カネカは4日、タイで自動車用部材などに使われる発泡樹脂の工場を建設すると発表した。投資額は約20億円。来年9月の稼働開始を予定している。
現地法人のカネカ(タイランド)が東部ラヨン県のヘマラート・イースタン・シーボード工業団地内にビーズ法発泡ポリオレフィンの工場を建設する。年産能力は3,000トン。ビーズ法発泡ポリエチレンとビーズ法発泡ポリプロピレンを生産する。
東南アジア・インド地域の旺盛な需要に新工場で対応する。マレーシア工場と合わせ、同地域の年産能力を6,000トン超に引き上げる。
ビーズ法発泡ポリオレフィンはバンパーやシートなど自動車部品に幅広く使われ、軽量化に役立っている。耐衝撃性や耐熱性、耐薬品性に優れ、家電製品や精密機器の緩衝包装材などにも使われる。

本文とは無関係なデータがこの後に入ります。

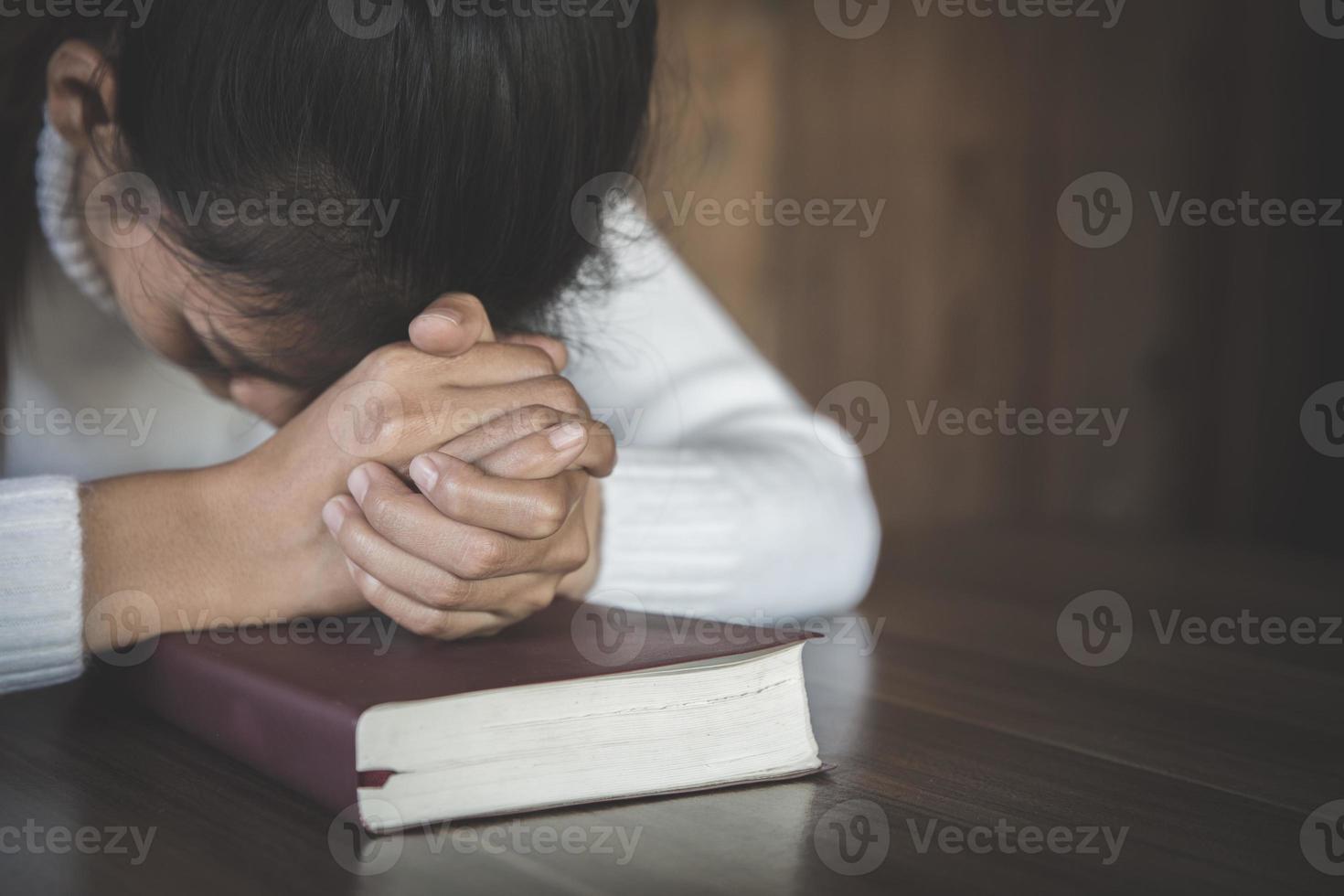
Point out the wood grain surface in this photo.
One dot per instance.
(953, 707)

カネカは、同地域では自動車の生産台数増加と軽量化ニーズの高まりにより、自動車用を中心に大幅に需要が伸びると予想。最も需要が大きいタイに工場を設置する。海外ではマレーシアのほか、中国、欧州にも工場がある。
カネカ(タイランド)は2015年6月に発泡樹脂の生産販売を目的に設立された子会社。
タイのマーケティング拠点として、同社が今年10月に「バンコクオフィス(仮称)」も設立する。幅広い産業を対象に新たな需要開拓などに取り組む。